A ação, determinada pelo Supremo Tribunal Federal (STF), cumpriu ao todo sete mandados de prisão preventiva e 17 de busca e apreensão nos estados de Minas Gerais, Rio de Janeiro e São Paulo. A operação também estabeleceu o bloqueio e sequestro de bens, além do afastamento de ocupantes de cargos públicos. Entre os alvos estão Henrique Vorcaro, um agente da PF, uma delegada da corporação e um agente aposentado, sendo que os dois últimos foram submetidos a mandados de busca e apreensão.

A investigação revela a existência de uma estrutura paralela de vigilância e intimidação, referida em mensagens interceptadas como "A Turma", que funcionaria como um braço armado do grupo econômico ligado ao Banco Master. Sob o comando de Daniel Vorcaro — que já se encontra preso em Brasília por suspeita de chefiar fraudes financeiras que podem somar R$ 12 bilhões —, a organização contava com Luiz Phillipi Mourão como líder operacional. Mourão, em comunicações analisadas, detalhou a distribuição de pagamentos mensais entre integrantes de redes organizadas, citando grupos como "A Turma", "Os Meninos", "DCM" e "editores".

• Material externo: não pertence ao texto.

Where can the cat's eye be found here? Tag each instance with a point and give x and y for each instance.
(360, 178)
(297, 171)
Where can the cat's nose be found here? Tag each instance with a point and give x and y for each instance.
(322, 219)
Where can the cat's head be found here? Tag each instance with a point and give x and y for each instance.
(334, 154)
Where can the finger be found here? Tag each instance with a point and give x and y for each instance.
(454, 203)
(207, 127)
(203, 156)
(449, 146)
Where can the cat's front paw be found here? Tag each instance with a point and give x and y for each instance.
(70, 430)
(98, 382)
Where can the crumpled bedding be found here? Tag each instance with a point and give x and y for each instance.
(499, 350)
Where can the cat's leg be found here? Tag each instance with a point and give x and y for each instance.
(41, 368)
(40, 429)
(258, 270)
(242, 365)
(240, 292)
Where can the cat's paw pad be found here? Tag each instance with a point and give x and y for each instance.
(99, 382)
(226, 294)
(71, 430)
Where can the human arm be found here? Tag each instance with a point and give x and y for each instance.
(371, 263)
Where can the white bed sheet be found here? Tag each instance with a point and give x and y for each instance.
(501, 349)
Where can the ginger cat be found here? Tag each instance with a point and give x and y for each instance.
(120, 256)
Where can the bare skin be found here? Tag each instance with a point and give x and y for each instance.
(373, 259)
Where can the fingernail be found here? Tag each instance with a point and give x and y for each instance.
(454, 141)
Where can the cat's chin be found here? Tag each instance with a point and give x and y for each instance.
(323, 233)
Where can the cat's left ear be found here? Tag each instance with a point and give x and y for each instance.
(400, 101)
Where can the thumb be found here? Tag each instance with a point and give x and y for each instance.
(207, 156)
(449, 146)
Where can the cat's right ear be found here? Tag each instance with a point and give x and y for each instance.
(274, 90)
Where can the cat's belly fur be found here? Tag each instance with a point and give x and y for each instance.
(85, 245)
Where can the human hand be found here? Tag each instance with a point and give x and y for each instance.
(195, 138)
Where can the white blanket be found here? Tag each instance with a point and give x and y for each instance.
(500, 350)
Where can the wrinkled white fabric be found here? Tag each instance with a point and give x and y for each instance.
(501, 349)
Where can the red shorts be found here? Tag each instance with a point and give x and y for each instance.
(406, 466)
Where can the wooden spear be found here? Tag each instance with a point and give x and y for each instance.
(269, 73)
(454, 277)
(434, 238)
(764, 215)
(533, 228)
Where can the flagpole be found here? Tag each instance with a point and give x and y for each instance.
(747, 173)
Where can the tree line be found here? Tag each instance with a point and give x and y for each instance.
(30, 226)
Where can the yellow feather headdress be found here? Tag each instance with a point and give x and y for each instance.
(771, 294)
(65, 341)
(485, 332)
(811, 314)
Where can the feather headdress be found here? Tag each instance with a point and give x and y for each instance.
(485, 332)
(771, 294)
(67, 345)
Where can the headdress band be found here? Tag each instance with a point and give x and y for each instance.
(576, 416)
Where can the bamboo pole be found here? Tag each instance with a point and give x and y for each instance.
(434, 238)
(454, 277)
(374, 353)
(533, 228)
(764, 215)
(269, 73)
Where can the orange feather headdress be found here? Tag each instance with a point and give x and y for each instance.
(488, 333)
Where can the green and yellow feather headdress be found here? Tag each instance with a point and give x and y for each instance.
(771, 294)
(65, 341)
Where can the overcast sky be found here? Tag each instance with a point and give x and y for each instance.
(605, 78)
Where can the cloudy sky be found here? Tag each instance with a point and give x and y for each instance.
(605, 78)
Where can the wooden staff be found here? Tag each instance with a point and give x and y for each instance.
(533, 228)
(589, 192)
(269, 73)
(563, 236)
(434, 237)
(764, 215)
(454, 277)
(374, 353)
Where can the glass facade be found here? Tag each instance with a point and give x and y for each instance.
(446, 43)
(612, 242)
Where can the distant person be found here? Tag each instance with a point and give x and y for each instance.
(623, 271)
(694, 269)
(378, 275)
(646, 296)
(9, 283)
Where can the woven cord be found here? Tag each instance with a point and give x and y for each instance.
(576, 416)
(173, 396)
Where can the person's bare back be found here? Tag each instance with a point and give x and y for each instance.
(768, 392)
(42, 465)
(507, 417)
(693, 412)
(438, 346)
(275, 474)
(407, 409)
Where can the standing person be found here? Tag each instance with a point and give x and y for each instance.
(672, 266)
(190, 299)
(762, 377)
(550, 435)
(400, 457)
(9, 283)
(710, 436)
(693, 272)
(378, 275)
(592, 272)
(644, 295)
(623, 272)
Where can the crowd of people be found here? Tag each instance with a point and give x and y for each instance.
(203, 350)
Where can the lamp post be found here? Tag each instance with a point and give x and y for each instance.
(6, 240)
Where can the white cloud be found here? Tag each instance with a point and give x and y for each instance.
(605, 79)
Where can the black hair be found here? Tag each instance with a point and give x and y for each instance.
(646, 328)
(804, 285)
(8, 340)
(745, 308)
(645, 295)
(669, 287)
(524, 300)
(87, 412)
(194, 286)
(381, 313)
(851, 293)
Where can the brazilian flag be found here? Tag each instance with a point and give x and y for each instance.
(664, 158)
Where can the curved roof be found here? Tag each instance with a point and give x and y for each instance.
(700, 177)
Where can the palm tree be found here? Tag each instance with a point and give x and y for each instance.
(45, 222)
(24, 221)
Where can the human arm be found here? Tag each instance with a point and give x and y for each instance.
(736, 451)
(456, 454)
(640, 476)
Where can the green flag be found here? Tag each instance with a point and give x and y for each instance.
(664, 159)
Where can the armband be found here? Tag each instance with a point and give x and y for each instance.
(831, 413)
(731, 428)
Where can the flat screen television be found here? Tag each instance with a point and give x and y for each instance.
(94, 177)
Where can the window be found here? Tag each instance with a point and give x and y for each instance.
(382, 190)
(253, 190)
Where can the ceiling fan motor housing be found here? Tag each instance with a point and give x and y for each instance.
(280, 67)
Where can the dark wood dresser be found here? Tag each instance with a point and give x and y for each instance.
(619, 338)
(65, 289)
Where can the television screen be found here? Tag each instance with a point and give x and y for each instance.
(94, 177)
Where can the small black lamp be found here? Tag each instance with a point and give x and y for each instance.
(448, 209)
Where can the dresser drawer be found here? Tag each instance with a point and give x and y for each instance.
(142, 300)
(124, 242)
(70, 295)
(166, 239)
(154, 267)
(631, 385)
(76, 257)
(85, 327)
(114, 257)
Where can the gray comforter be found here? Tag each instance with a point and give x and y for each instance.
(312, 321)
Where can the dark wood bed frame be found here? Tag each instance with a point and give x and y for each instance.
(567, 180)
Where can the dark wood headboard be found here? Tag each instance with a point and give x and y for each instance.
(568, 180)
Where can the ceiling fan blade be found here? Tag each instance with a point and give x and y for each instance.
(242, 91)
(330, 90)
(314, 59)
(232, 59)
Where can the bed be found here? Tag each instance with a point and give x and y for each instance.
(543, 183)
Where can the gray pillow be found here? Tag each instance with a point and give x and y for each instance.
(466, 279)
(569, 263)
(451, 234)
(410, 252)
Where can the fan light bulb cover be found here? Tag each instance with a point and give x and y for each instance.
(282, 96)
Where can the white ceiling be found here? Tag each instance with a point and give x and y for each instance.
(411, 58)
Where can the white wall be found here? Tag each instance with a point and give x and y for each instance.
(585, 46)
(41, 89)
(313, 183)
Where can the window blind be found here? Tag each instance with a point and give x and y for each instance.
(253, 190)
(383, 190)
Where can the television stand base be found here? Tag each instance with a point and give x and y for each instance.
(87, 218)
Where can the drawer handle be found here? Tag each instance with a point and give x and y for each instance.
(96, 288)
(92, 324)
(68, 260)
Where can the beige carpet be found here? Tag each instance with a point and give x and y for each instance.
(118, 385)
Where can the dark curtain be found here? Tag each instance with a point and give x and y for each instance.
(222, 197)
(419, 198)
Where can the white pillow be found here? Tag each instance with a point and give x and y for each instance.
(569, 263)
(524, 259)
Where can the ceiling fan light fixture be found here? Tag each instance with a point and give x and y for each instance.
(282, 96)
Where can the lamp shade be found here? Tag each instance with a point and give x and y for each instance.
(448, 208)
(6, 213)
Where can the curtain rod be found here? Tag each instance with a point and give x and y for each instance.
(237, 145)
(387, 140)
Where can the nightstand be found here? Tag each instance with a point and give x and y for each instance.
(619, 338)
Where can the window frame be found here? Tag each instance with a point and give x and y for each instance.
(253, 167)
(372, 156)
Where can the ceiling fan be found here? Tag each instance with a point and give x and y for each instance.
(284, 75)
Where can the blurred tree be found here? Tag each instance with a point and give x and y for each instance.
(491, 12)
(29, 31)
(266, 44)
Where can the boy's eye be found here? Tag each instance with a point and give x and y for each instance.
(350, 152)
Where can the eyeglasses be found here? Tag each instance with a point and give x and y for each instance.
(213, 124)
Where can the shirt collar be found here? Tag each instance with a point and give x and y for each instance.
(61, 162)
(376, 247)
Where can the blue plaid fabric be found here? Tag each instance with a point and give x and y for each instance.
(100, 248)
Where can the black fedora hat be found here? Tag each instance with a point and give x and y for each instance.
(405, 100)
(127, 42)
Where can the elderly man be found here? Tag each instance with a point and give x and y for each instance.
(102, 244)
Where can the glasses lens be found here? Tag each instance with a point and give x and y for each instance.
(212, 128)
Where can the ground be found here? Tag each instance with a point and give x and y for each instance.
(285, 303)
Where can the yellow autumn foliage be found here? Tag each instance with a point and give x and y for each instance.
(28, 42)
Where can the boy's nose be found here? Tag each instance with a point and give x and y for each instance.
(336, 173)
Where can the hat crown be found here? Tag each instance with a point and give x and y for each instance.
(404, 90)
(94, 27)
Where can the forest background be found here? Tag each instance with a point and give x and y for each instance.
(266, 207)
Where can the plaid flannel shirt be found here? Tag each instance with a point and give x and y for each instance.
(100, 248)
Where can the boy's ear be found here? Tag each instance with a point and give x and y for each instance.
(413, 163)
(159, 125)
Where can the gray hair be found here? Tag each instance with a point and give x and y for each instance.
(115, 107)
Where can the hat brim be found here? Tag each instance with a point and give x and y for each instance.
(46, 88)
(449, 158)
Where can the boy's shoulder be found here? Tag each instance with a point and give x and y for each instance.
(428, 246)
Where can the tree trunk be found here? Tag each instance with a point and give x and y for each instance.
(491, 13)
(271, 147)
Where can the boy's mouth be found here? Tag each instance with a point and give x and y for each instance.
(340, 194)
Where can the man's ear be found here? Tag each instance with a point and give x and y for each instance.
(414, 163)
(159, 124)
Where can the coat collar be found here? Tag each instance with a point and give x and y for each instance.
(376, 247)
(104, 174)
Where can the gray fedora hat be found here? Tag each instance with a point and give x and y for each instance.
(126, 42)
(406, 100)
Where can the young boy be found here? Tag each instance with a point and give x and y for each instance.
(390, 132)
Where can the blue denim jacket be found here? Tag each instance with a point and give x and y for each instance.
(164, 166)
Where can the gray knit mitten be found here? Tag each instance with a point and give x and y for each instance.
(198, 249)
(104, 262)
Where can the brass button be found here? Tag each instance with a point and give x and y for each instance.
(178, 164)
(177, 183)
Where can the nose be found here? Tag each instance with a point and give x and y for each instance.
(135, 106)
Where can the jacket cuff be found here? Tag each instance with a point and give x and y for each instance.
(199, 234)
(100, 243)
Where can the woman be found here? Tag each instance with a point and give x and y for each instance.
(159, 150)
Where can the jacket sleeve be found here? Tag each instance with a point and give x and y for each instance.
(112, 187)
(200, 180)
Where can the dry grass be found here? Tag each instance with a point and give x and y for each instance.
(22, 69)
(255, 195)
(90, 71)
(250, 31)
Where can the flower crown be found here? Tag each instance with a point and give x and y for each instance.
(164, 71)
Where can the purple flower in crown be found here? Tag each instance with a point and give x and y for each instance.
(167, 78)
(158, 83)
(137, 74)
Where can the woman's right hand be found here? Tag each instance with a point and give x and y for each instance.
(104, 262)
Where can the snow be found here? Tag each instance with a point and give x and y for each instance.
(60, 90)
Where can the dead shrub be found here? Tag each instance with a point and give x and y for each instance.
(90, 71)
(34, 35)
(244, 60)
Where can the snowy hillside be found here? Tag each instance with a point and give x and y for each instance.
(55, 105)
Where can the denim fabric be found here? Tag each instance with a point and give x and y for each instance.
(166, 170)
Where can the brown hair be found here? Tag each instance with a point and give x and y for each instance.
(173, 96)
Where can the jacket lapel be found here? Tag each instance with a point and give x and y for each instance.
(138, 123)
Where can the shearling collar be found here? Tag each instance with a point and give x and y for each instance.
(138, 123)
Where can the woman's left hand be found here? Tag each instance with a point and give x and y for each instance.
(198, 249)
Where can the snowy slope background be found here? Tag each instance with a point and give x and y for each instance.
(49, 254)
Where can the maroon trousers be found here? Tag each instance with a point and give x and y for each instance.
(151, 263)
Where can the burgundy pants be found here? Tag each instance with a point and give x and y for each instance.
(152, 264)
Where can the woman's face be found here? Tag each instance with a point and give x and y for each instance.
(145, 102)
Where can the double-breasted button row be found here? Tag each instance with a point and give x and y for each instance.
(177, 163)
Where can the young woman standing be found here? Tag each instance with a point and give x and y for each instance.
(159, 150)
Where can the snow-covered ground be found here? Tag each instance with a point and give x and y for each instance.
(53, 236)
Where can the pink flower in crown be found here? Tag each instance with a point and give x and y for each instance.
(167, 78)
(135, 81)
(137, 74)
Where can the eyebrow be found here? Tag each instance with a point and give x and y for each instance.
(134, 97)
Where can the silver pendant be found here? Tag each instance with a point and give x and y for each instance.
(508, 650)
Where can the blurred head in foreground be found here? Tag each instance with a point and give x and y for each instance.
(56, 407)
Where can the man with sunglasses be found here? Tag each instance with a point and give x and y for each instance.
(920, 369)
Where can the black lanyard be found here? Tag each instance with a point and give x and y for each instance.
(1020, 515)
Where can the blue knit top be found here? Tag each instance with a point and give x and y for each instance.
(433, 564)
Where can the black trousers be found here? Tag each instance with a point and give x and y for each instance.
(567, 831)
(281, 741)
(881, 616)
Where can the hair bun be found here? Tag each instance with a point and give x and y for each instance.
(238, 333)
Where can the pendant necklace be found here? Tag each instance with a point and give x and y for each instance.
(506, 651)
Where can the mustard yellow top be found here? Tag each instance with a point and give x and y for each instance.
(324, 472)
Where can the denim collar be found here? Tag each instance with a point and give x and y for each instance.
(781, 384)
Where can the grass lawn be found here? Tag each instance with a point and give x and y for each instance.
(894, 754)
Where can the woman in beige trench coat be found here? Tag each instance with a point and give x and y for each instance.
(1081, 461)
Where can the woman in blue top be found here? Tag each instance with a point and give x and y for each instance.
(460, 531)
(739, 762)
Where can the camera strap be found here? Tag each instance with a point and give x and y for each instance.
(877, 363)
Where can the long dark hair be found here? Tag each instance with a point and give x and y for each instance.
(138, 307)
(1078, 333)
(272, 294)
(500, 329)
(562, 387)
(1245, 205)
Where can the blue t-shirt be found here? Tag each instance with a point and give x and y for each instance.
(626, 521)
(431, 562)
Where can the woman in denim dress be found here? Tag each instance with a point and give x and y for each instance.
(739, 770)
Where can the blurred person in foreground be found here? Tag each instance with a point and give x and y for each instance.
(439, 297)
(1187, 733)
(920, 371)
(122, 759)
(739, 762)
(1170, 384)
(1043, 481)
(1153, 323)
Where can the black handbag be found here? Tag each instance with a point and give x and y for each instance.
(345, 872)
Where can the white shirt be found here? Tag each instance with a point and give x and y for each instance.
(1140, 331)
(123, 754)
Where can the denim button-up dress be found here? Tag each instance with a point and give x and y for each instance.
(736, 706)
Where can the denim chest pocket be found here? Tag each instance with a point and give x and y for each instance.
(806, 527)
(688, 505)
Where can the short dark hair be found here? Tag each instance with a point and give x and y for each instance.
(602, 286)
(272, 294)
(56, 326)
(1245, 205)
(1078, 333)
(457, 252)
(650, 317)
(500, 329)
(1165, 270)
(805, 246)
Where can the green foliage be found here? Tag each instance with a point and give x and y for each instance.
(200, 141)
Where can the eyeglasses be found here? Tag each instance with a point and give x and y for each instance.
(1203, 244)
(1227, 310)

As atividades do grupo incluíam o monitoramento clandestino de pessoas, a invasão de dispositivos informáticos, a remoção de conteúdos digitais e a obtenção ilegal de dados sigilosos. Henrique Vorcaro teria utilizado essa estrutura para consultar sistemas restritos de forças de segurança, buscando identificar a existência de investigações contra a família. Nesse contexto, o Ministério Público Federal sofreu três ataques entre 2024 e 2025.

A Polícia Federal indica que agentes da própria corporação colaboravam com o esquema ao fornecer informações privilegiadas. Os envolvidos podem ser indiciados por crimes de organização criminosa, corrupção, lavagem de dinheiro, ameaça, violação de sigilo funcional e invasão de dispositivos informáticos.